*MATE #5*


~POV LUCY~

- Dobra teraz możemy pogadać?

Mówi to stojąc tyłem do mnie, po chwili się odwraca i patrzy prosto w moje oczy, przez moje ciało przeszły przyjemne dreszcze a jego oczy mieniły się na złoto i czerwono, nie wiem co to oznacza, popatrzyłam na Graya który stał za Natsu.
Widać było na jego ustach uśmiech, naprawdę nie wiem co go tak bawiło, po chwili spojrzałam na Natsu, mój wzrok złączył się z jego wzrokiem. Na jego ustach pojawił się szczery i radosny uśmiech, nie wiem, może cieszył się że pomogłam jego koleżance?.
Natsu się zarumienił, przez jego urocze wypieki na policzkach czułam radość w sercu, ale chwila wydaje mi się że poczuł te same dreszcze co ja?.

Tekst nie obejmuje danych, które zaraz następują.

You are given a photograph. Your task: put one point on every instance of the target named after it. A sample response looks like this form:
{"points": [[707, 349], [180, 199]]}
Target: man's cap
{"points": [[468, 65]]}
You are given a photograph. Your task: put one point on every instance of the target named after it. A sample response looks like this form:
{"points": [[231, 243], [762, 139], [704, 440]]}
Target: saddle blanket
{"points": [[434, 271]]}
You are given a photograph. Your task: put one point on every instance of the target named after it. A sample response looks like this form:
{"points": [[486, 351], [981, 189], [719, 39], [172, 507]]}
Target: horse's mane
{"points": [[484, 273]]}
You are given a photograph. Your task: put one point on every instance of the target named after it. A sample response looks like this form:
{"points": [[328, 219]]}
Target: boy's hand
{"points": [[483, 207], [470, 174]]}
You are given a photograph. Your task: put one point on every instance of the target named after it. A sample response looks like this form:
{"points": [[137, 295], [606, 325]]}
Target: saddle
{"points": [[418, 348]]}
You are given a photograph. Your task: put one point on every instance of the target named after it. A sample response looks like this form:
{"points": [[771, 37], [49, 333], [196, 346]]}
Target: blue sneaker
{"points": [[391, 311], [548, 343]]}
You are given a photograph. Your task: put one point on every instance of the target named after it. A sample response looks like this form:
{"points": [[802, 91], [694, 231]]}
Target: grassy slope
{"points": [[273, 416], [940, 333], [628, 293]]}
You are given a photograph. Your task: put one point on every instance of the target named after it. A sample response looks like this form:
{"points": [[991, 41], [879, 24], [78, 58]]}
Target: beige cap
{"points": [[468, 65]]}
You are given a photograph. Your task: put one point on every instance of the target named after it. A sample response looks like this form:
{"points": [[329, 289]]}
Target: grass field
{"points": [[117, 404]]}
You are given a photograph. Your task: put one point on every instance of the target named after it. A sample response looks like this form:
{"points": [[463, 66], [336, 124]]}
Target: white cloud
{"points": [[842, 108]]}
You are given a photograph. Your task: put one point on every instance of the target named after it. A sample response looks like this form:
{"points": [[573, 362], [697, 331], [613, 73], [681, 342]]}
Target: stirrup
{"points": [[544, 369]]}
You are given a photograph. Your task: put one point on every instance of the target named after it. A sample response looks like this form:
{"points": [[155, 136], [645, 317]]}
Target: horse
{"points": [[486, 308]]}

Gdy tak staliśmy wpatrując się w siebie Natsu wypowiedział 3 kluczowe słowa w naszych życiach a raczej w naszym życiu.

- M.. Moja....moja mała Mate...

Powiedział to spokojnie nie zwracając uwagi na Graya który po usłyszeniu tych wlaśnie słów zaczął bić nam brawo i gwizdać. Mrucząc coś pod nosem odszedł z uśmiechem wymalowanym na ustach. Znowu spojrzałam na Natsu, był spokojny, w mojej głowie wciąż rozbrzmiewały jego słowa ,, Moja mała Mate "

- Chwila.. Powiedziałam to do siebie na głos, przypomniałam sobie kim są dla siebie mate, przez jakieś 2 minuty nie mogłam wydusić z siebie ani jednego słowa przez co w oczach natsu zauważyłam nie pewność i błysk smutku bo nie usłyszał mojej odpowiedzi. Ale się przełamałam i powiedziałam to co podpowiadało mi serce.

- Mój Mate. Po czym położyłam dłoń na jego poliku, uśmiechnoł się łobuziarsko przez co na mojej twarzy pokazał się banan.
Nagle natsu złapał mnie za biodra i przyciągnoł do siebie, przez jego gest strzeliłam na twarzy buraka.

- W..... Więc o czym chciałeś ze mną porozmawiać. Patrzę mu w oczy, znów przez moje ciało przeszły pe dreszcze, Czekałam na jego odpowiedź.

- porozmawiać?..... Aaa... Tak... Chciałem Ci podziękować za pomoc mojej przyjaciółce Wendy. Powiedział to nie odwracając odemnie wzroku.

- Jak mogłam jej nie pomóc, leżała tam bezbronna ze strzała w ramieniu ledwo żywa. Przed oczami przeleciała mi ta straszna scena, do moich oczu napłynęły łzy i powoli spłyneły mi po polikach, nie mogłam ich powstrzymać pewnie się teraz zaśmieje i powie jaka to ja słaba jestem. Nagle poczułam jak obejmuje mnie ramionami, zrobiło mi się ciepło na sercu. Jest milszy niż myślałam, ale wiem tyle że nie chcę tej chwili przerwać, w jego ramionach czuje się taka bezpieczna.

- nie płacz wszystko się dobrze skończyło a to najważniejsze. Popatrzyłam w jego zielone tęczuwki, po chwili ujoł mój podbródek w dłoń i założył na moich ustach delikatny pocałunek.
Spojrzał w moje oczy i się uśmiechnoł, przypomniało mi się że mamy lekcje zaczęłam panikować a na mojej twarzy Zawidniał strach i stres.

- MATKO BOSKA przecież trwają lekcje, jestem już spóźniona Natsu która godzina?. Spytałam spanikowana na co natsu odpowiedział strasznie spokojnie.

- jest 08:29.

- jak ty możesz być tak spokojny. Warknełam lekko zdenerwowana.

- bo już się przyzwyczaiłem do takich sytuacji. Miał łobuziarski uśmiech.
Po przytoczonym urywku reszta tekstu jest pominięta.